Dalam beberapa hari indeks bursa saham dan rupiah sama-sama kompak menghijau. Ini merespon kebijakan September 2 yang dinilai oleh pemerintah berhasil mengerem pelemahan rupiah dan pelarian investor asing di bursa. Namun benarkah ini semua sudah berakhir?
Meski pemerintah optimis, dunia usaha dan investor nampaknya masih ragu. Ini terlihat dari tekanan pada rupiah yang masih tinggi. Ada semacam keanehan di pasar keuangan maupun beberapa sektor riil akan adanya pergerakan positif yang merupakan dorongan dari stimulus yang dilakukan oleh pemerintah.
Boleh dibilang situasinya masih belum jelas atau abu-abu. Rupiah boleh saja sedikit bernafas lega untuk sementara waktu oleh gelontoran stimulus, namun perlu diketahui masih belum ada perubahan secara fundamental pada perekonomian. Kebijakan yang dikeluarkan masih sebatas insentif atau kemudahan, tidak menyentuh hal-hal fundamental yang menjadi penyebab pelemahan rupiah.
Tidak ada perubahan dalam anggaran belanja yang bisa mendorong ekonomi produktif. Pemerintah masih keukeuh dengan proyek infrastruktur yang telah dijalankan akan bisa menggerakan perekonomian, menarik investor masuk dan menguatkan rupiah. Suatu pertaruhan yang sudah bisa diketahui hasilnya.
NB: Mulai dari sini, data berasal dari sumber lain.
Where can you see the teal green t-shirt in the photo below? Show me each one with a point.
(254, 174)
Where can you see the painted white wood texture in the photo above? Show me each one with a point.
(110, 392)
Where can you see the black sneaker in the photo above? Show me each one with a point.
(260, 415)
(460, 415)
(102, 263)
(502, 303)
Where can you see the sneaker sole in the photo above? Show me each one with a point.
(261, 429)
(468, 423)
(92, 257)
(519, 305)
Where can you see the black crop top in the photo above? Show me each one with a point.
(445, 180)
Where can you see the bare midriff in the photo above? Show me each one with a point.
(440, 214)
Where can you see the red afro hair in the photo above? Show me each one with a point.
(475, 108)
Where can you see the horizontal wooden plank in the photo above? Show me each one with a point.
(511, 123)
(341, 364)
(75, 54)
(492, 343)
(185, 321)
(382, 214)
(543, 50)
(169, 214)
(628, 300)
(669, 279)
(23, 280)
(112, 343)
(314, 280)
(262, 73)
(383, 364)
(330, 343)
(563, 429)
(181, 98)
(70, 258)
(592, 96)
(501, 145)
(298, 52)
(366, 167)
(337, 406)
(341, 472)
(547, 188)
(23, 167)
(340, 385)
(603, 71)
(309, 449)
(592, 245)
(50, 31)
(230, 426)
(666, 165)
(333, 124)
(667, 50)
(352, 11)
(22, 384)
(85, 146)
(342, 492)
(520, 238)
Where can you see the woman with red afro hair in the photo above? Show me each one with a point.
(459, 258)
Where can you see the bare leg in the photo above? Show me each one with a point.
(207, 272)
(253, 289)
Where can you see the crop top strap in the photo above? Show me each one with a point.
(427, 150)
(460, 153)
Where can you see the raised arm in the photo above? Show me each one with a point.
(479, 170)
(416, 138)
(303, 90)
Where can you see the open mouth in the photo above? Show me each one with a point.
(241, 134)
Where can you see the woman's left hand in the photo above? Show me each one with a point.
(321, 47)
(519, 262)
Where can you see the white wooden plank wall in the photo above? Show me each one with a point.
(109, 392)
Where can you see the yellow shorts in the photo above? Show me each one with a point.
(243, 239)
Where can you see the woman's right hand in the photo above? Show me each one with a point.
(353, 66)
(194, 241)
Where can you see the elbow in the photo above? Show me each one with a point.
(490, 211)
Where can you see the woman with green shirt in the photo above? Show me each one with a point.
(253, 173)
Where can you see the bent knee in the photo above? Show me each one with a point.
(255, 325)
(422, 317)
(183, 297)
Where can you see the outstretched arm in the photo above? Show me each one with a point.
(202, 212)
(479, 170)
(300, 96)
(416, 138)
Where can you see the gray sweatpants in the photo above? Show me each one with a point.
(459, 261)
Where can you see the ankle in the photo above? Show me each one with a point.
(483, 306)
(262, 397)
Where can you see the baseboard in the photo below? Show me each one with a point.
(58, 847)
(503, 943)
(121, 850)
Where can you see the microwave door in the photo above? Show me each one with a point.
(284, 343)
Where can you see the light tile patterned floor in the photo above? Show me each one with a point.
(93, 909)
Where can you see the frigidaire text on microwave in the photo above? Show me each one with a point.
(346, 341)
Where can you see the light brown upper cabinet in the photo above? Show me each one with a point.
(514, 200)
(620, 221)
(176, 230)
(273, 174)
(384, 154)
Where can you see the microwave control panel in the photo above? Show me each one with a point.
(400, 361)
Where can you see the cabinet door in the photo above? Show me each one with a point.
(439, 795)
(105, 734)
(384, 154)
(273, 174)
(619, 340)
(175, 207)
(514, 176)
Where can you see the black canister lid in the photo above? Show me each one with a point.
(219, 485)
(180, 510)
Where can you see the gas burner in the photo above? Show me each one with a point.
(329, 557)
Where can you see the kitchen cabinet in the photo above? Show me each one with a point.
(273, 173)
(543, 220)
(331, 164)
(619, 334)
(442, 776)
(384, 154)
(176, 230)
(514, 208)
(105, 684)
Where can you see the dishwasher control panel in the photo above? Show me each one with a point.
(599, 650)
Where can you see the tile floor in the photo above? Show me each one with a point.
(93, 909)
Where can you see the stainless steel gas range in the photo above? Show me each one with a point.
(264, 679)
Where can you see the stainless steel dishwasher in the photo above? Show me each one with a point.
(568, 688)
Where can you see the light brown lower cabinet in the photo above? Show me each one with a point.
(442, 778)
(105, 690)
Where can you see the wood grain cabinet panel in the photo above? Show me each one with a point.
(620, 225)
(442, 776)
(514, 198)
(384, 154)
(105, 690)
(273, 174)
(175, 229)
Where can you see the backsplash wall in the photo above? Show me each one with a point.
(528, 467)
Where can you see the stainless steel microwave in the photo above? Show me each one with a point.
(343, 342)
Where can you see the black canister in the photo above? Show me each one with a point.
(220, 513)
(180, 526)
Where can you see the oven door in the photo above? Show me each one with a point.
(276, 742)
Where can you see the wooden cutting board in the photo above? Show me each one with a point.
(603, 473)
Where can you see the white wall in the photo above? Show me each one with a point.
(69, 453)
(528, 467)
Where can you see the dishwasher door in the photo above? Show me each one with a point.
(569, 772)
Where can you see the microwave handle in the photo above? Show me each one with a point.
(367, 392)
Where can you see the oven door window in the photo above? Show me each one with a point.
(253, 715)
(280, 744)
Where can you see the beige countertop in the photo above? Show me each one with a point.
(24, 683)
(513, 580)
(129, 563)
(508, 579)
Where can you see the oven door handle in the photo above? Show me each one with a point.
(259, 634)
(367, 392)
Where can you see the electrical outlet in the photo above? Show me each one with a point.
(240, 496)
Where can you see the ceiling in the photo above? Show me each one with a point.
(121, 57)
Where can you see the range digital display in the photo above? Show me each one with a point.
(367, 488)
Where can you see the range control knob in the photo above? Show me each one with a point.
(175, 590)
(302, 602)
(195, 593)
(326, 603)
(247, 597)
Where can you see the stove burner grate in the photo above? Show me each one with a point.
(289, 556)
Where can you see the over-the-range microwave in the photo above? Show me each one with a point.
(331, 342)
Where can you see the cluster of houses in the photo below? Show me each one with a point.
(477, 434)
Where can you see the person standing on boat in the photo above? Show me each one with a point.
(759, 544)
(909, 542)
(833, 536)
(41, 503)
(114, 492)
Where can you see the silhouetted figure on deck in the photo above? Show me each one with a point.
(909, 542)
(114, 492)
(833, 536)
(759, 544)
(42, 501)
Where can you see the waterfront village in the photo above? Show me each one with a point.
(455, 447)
Soalnya ini sudah dilakukan oleh pemerintahan sebelumnya, dan ini tidak bisa menahan pelemahan rupiah yang konstan ini. Persoalan pelemahan rupiah sudah mendasar, sudah menyangkut fundamental perekonomian yang konsumtif yang tak bisa menguatkan rupiah. Apalagi di tengah perlambatan ekonomi global, kebijakan lips servis pemerintah ini sudah dilakukan oleh pemerintah cina dan tidak memberi hasil, bahkan dalam pertemuan terakhir tampak gubernur bank sentral cina putus asa akan langkah yang harus dilakukan untuk menahan perlambatan ekonomi ini.
Semua ini harusnya sudah menjadi pertimbangan pemerintah dalam mengeluarkan kebijakan ekonomi yang serius. Pertaruhannya adalah 250 juta penduduk Indonesia yang pelan-pelan menjadi lebih miskin akibat pelemahan rupiah. Bila melihat pada grafik pelemahan rupiah, harusnya pemerintah bisa menyimpulkan adanya pola yang konstan pada pelemahan rupiah akibat kebijakan ekonomi konsumtif.
Ini harusnya disikapi dengan perubahan mendasar pada system perekonomian menjadi lebih produktif, lebih berorientasi ekspor. Harusnya anggaran sudah digunakan sepenuhnya mengenjot sektor-sektor ekonomi produktif yang berorientasi ekspor. Langkah tim ekonomi tahun 2008-2011 hendaknya bisa dijadikan contoh akan perubahan ekonomi produktif yang berorientasi ekspor.
Bila pemerintah masih mengandalkan kebijakan stimulus atau insentif saja, maka tak akan memberi hasil yang signifikan. Permasalahan ekonomi akan sama saja mengekor kebijakan pemerintah sebelumnya. Itu tidak bisa diandalkan untuk menahan pelemahan rupiah.